By Annie Jones, Herbalist
There are many ways to look at herbs and how to use them. When I first trained in Herbal Medicine, we learned the typical western model of “this is good for that.” This model isn’t much different from the Western Allopathic Medical model and strives to use herbs like little medicines. Each herb was studied in depth; we learned a lot about chemical constituents, herbal actions and western anatomy. All was great and useful information.
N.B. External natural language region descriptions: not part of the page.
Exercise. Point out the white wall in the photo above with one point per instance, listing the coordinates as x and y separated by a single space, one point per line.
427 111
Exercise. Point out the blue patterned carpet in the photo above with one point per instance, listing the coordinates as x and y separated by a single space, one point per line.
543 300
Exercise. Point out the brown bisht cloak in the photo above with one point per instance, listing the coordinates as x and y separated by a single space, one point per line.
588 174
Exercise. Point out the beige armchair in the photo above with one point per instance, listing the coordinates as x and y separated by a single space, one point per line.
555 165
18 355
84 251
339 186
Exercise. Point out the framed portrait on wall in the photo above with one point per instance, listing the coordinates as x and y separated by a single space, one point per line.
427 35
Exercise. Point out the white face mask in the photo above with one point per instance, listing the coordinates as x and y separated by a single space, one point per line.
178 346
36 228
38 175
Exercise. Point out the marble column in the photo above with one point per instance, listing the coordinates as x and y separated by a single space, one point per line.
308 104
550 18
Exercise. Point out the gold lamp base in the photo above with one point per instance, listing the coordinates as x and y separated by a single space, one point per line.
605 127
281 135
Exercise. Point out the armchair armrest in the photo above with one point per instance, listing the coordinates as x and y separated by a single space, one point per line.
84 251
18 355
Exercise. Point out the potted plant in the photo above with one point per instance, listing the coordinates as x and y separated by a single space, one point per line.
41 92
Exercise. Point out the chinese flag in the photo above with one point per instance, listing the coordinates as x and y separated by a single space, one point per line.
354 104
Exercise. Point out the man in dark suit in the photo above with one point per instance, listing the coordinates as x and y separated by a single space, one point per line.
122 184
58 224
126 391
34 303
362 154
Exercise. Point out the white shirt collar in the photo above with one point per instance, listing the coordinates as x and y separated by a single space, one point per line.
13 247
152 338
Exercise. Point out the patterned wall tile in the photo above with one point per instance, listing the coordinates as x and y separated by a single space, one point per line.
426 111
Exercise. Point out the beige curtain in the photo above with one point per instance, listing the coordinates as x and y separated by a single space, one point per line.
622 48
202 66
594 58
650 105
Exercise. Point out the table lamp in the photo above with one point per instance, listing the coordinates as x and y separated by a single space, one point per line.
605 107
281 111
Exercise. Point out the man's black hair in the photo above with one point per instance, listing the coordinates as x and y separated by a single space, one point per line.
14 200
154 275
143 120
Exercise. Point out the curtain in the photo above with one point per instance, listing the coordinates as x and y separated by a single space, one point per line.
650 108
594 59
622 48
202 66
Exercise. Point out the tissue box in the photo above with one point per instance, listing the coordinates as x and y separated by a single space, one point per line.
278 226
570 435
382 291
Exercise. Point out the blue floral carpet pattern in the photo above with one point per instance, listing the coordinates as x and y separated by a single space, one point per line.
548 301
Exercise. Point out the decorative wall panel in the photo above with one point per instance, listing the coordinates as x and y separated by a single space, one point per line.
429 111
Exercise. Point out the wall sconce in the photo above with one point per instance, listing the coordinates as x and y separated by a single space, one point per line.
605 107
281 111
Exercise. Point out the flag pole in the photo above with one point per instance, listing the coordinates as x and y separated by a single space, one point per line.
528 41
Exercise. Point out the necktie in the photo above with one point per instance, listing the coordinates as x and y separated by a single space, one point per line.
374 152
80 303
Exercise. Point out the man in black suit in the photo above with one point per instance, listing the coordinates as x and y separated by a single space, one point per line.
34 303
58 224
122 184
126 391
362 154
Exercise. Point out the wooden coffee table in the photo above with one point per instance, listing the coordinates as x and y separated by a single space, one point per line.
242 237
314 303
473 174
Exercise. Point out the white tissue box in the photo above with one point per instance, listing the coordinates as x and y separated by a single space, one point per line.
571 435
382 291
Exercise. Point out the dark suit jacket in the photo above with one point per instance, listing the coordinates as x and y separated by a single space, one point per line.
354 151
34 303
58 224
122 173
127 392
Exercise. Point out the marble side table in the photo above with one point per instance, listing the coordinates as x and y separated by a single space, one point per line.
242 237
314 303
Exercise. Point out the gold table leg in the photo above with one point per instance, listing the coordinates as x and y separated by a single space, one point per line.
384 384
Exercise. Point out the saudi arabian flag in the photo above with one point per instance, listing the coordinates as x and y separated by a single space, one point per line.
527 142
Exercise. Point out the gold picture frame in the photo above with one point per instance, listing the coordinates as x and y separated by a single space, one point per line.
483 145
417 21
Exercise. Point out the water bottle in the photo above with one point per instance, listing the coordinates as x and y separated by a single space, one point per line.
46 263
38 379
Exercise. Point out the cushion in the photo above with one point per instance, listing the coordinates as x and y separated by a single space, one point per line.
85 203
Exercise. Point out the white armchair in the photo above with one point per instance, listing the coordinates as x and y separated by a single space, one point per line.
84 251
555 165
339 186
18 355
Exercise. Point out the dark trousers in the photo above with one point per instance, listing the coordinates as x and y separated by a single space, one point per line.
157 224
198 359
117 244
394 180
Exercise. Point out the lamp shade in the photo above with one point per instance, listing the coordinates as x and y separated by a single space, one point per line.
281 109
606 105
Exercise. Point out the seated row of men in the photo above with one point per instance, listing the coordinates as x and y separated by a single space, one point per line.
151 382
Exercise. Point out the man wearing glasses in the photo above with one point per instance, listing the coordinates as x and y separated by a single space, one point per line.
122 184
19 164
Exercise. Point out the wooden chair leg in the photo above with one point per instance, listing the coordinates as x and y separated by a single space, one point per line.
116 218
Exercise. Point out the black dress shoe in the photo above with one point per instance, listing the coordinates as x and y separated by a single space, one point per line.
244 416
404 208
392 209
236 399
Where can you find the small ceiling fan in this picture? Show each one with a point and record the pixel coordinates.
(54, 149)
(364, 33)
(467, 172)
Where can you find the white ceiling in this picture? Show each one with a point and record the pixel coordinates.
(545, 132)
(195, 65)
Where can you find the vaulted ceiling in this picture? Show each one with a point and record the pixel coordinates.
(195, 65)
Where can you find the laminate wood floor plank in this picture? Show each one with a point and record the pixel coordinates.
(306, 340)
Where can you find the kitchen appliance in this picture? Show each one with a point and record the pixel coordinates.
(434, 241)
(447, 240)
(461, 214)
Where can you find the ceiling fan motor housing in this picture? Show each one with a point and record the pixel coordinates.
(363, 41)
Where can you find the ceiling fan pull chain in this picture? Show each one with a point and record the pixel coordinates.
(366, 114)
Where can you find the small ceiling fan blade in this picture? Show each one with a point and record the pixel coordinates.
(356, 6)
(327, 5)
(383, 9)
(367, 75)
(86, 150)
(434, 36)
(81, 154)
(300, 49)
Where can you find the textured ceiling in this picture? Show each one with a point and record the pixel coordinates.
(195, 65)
Still there were many unanswered questions. If you go to an herb book and look up a single condition, say arthritis or joint pain, the list of herbs given is staggering. The list is even longer if you look up something like anti-inflammatory herbs. How is a person to know which herbs to choose? After 3 years of study, I felt like I knew less than when I began.
At the same time in my life, I was practicing yoga and studying for my first 500-hour yoga certificate. The course I went to was good. We studied in a similar way as above. This posture is good for that. Like a prescription for different ailments, illness was addressed by stretching different muscles. Again I had many questions. It seemed like something very important was missing. Just how do we use this information to find true, lasting wellness for ourselves and others?
Continuing my quest, I was introduced to the healing yoga lineage of T. Krishnamacharya and TKV Desikachar. After attending my first few seminars, I understood that I knew very little. Truth be told, I still feel that way sometimes. There is always more to learn.
Over the next several years, I studied yoga as a healing modality and catalyst for practical change. Studying philosophy, Ayurveda, healing energetics, subtle anatomy, meditation, the use of sound in healing, how to personalize a program to fit the individual, and so much more. Eventually it all began to fit together and make sense. I now understand which herbs or practices are best suited to individual people and how to help facilitate lasting healing and change. Some of the most important things I’ve learned about healing are?
• There is always hope
• True change comes from within.
• We are more than our physical body.
• We are what we think we are.
• We are a product of our environment.
• Life is meant to be joyous.
• We as individuals have to be willing to make changes in our lives, to make room for change.
The principles and theories we’ll discuss in this blog aren’t new, in fact they are as old as time. Another thing to remember is that western science and herbal medicine are not at odds with one another. We don’t have to choose one or the other. Herbal therapies, lifestyle modification, Yoga and in fact most “alternative therapies” are complimentary with the western medical model and each other. Each has benefit and all come together for the benefit of the whole.